Poul Anderson does a good job of avoiding glaring inconsistencies in his Time Patrol series. The passage with which I had most difficulties was the following.
"'...if we resolve this and restore the proper course of history, the hiatus will never have happened. As far as Patrollers stationed here are concerned, everything will always have been normal'...
"'But I will have had quite a different experience.'
"'Up until the turning point moment, sometime later this year. Then, if we're lucky, an agent will come and tell you it's all okay. You won't remember anything you did thenceforth, because 'now' you won't do those things. Instead, you'll simply proceed with your life and work as you did before today.'
"'You mean that while I am in the wrong world, I must know that everything I do and see and think will become nothing?'
"'If we succeed. I know the prospect for you isn't quite pleasant, but it's not really like death. We count on your sense of duty.'"
-Poul Anderson, The Shield Of Time (New York, 1991), p. 316.
What does all this mean? Everard is reassuring Koch who is based in the twelfth century. Later "this year, " 1137, the timeline diverges from the history guarded by the Time Patrol but agents like Everard are trying to rectify the course of events. Other "Patrollers stationed here..." do not know and hopefully will not have to know. Koch "...won't remember anything [he] did henceforth..." Of course not. We do not remember actions in advance! Nevertheless, in the divergent timeline, Koch will perform some actions. I have argued that it is meaningless to state that these actions "'...will become nothing."
We are contemplating at least three timelines:
(i) a timeline without the random space-time-energy fluctuation that changed the course of medieval history;
(ii) a timeline including that fluctuation and its effects but also the Patrol's preparations to counteract it;
(iii) the "restored" timeline in which the fluctuation occurs but its effects are immediately counteracted by the Patrol so that history proceeds as it should.
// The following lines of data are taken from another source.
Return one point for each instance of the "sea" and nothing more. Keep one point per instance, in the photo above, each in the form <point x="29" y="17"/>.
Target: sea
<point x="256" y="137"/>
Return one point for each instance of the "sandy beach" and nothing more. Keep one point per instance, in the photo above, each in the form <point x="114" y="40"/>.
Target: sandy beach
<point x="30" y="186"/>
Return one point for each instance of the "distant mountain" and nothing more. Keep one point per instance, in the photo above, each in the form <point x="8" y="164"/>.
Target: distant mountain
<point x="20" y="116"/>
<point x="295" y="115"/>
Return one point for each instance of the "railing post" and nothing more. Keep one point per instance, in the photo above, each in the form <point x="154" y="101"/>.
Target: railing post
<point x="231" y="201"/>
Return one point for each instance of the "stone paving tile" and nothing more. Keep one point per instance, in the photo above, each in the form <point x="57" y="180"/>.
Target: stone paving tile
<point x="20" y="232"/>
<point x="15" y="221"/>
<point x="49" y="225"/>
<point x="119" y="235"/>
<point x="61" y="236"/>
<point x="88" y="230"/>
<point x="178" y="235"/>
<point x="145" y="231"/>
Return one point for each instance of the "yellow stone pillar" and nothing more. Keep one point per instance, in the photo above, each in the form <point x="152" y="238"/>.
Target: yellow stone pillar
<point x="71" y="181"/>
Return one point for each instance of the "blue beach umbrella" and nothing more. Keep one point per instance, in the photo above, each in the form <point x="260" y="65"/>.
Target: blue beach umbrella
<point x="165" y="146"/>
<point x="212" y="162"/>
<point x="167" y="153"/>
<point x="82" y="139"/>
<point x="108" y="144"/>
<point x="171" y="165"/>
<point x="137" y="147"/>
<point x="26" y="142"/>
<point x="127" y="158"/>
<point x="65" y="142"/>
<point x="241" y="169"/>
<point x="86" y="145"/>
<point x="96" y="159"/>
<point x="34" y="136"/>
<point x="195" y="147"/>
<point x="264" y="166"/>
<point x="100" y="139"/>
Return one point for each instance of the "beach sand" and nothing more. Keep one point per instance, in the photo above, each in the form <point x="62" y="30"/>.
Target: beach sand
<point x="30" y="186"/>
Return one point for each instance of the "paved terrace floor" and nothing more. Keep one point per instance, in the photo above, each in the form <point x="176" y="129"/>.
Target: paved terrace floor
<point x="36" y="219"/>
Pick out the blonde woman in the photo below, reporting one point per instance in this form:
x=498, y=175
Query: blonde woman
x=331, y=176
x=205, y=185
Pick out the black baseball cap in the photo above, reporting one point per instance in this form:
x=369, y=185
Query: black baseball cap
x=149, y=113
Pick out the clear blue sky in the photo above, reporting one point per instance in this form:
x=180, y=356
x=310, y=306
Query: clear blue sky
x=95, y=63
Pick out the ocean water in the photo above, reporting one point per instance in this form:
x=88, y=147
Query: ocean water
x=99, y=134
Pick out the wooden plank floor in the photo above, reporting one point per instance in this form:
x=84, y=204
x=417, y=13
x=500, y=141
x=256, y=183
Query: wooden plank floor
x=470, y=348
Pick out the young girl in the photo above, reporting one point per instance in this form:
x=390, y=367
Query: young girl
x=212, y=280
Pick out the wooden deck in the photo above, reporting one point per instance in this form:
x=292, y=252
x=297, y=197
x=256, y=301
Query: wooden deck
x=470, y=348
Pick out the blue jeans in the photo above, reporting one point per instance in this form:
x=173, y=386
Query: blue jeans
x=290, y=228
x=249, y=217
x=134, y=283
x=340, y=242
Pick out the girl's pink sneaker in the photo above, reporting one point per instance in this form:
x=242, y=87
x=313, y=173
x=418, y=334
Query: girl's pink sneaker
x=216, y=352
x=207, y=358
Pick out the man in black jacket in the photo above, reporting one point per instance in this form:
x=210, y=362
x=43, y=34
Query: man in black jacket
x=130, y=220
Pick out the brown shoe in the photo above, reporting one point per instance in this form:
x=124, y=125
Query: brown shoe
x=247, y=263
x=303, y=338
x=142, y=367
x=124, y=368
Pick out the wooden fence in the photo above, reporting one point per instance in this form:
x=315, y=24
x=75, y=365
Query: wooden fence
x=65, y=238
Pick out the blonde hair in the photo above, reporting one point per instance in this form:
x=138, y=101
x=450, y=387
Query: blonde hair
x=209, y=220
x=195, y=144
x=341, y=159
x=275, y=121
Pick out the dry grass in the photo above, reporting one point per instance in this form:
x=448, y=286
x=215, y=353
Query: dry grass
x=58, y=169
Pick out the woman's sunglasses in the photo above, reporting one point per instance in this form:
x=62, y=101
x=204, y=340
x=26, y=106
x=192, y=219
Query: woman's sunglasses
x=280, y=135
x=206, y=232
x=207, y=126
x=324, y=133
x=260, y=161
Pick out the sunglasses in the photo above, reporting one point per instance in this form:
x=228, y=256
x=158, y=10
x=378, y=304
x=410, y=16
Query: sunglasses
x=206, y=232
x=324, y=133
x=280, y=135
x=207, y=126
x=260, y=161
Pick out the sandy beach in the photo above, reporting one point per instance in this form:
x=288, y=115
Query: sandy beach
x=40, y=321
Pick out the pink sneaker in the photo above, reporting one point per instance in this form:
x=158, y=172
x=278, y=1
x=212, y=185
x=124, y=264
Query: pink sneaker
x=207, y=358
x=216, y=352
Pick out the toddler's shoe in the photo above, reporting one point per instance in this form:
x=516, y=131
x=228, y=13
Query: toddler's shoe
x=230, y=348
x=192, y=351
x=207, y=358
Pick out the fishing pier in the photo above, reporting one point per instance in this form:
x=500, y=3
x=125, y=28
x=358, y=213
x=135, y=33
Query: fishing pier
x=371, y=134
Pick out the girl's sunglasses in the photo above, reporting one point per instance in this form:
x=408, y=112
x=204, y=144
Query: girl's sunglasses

Koch, in slightly different versions, exists in all three timelines. (ii) does not become nothing but is succeeded, along a second temporal axis, by (iii). Everard's use of the word "...'now'..." in inverted commas is a tacit recognition of this second temporal axis. In timeline (ii), some Patrollers, including Koch, will live for the rest of their lives in what Koch calls "'...the wrong world...'" but they will also hope that Everard and others who have disappeared from that timeline have traveled into (iii).